//SALETE SILVA// "Gênero é como a pessoa se identifica", diz juiz

O juiz Carlos Eduardo Silos de Araújo na palestra da EE Professora Amélia Massaro


O entusiasmo com as novas gerações é o que leva o juiz da Comarca de Serra Serra Negra Carlos Eduardo Silos de Araújo a destinar parte do seu tempo de trabalho a ações educativas e preventivas direcionadas a crianças e adolescentes para combater a violência e prevenir o uso de drogas.

“Tenho muita esperança nessa meninada. Essa geração é menos preconceituosa, mais tolerante na questão da diversidade de gênero, tenho esperança nessa meninada”, afirmou ao encerrar uma palestra sobre Agosto Lilás na Escola Estadual Professora Amélia Massaro, na quarta-feira, 24 de agosto.

Essa foi a  primeira conversa de uma série que o juiz fará este mês com estudantes da rede de ensino estadual sobre violência contra a mulher e a Lei Maria da Penha, que define como crime as agressões domésticas e prevê punição aos agressores.

Por sua experiência e contato com a juventude, o juiz não se surpreendeu quando um dos alunos perguntou se a Lei Maria da Penha servia também para transgêneros. 

“Assunto bem atual”, reagiu. O juiz considerou uma boa pergunta e explicou que a Lei 11.340 se refere a gênero e que, portanto, cabe a todas as pessoas que se identificam como mulheres. 

O dr. Araújo relatou aos alunos que a Lei Maria da Penha já foi aplicada em Serra Negra em um caso que envolvia um casal de mulheres. “Essa questão de gênero é como a pessoa se identifica. O homem que se identifica como mulher e o contrário também. Essa lei é de gênero protege a pessoa que se identifica como mulher”, explicou.

Em entrevista ao Viva! Serra Negra, o juiz manifestou seu entusiasmo com as novas gerações em relação à diversidade de gênero e ao combate à violência contra a mulher. “É difícil fazer as pessoas mais antigas entenderem essas situações. Antigamente se achava normal tratar a mulher de maneira desrespeitosa e não respeitar a condição sexual das pessoas”, salientou. Falta informação. 
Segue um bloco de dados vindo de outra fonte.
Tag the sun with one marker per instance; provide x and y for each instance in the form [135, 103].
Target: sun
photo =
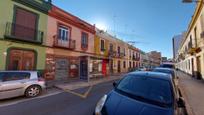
[101, 26]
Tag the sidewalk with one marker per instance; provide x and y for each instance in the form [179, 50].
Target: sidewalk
[81, 84]
[193, 92]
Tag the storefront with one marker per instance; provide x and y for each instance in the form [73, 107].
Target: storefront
[98, 67]
[61, 68]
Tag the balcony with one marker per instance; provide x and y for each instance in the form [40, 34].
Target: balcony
[181, 56]
[68, 44]
[136, 58]
[112, 53]
[22, 33]
[194, 50]
[120, 54]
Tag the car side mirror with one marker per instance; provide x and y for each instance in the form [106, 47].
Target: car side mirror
[181, 102]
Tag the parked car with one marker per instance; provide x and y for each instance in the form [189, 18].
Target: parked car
[168, 65]
[142, 93]
[172, 72]
[18, 83]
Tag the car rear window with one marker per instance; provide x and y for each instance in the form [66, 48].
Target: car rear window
[11, 76]
[150, 88]
[1, 76]
[165, 71]
[167, 66]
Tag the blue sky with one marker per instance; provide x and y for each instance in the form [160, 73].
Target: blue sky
[150, 23]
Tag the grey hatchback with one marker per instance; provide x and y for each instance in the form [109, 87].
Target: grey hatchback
[18, 83]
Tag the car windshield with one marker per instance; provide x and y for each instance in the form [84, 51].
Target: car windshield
[165, 71]
[152, 90]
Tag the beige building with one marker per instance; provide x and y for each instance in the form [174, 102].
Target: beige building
[156, 58]
[191, 51]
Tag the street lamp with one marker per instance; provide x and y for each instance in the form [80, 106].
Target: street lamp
[190, 1]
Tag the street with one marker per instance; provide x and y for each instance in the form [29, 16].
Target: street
[63, 103]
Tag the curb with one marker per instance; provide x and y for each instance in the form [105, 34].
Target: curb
[87, 84]
[189, 109]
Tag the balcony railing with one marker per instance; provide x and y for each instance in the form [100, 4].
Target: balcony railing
[136, 58]
[112, 53]
[69, 44]
[22, 33]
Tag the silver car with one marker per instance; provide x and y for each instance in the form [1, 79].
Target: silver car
[19, 83]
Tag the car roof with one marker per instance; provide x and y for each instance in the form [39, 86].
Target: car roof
[159, 75]
[161, 68]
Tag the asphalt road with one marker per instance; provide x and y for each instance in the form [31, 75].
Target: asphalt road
[64, 103]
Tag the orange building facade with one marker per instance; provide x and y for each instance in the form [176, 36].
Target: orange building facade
[70, 43]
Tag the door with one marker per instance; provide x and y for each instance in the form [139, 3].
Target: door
[198, 67]
[84, 69]
[12, 84]
[119, 67]
[104, 72]
[192, 65]
[25, 26]
[21, 60]
[61, 71]
[111, 66]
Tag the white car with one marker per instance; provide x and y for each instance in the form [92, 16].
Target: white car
[19, 83]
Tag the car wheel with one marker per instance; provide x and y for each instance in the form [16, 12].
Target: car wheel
[33, 91]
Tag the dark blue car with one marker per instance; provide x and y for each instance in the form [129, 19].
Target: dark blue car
[141, 93]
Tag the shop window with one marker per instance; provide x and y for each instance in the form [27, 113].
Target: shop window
[21, 60]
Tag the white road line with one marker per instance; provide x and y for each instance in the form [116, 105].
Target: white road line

O juiz atribui a desinformação da sociedade em relação ao assunto ao embate ideológico que acaba provocando o cerceamento do direito das crianças e adolescentes à informação.

“Para eles respeitarem precisam conhecer esse assunto que envolve religião, política e tudo mais e estamos em período eleitoral em que vem à tona essa questão”, lembrou. Independentemente de ideologias ou religiões, ele considera impossível se posicionar contrário à discussão da questão de gênero.

“É uma realidade. As pessoas têm de saber, temos mulheres que estão mitigando agora pela guarda das crianças”, afirmou. O juiz lembrou que quando o Conselho Nacional de Justiça (CNJ) autorizou a realização de casamentos do mesmo sexo,  só nos primeiros seis meses após a aprovação, foram realizados quatro matrimônios de casais de homens em Serra Negra.

Para o juiz, essa é uma realidade que tem de ser respeitada e que tem regulamentação jurídica. O dr. Araújo considera a questão de gênero um fato da vida que as pessoas precisam entender. “Há homens que gostam de homens, mulheres que gostam de mulheres e ninguém tem nada a ver com isso”, salientou.

O juiz explicou que essas novas relações e casamentos começam a provocar situações jurídicas, como divórcio. “Eu sou uma pessoa conservadora, caipira do interior, mas muito antes de ter essas leis reconheci uma união estável para fins do INSS de dois homens”, relatou.

Ele reconhece que as regulamentações jurídicas facilitaram o acesso aos direitos. O juiz lembrou o caso de uma professora em Serra Negra que nasceu homem, mas que se identificava como mulher e conseguiu alterar seu registro de nascimento com base em uma jurisprudência do Tribunal de Justiça de São Paulo. Ela não havia se submetido à cirurgia de redesignação sexual para mudar as características sexuais e genitais de nascença, mas queria a mudança do nome nos documentos.

A identidade de gênero é uma questão de dignidade da pessoa humana e de humanidade na avaliação do juiz. “A pessoa tem o direito de ser feliz. Cada uma do seu jeito. Tem gente que gosta de pescar outra de futebol e cada um tem de respeitar as pessoas”, concluiu.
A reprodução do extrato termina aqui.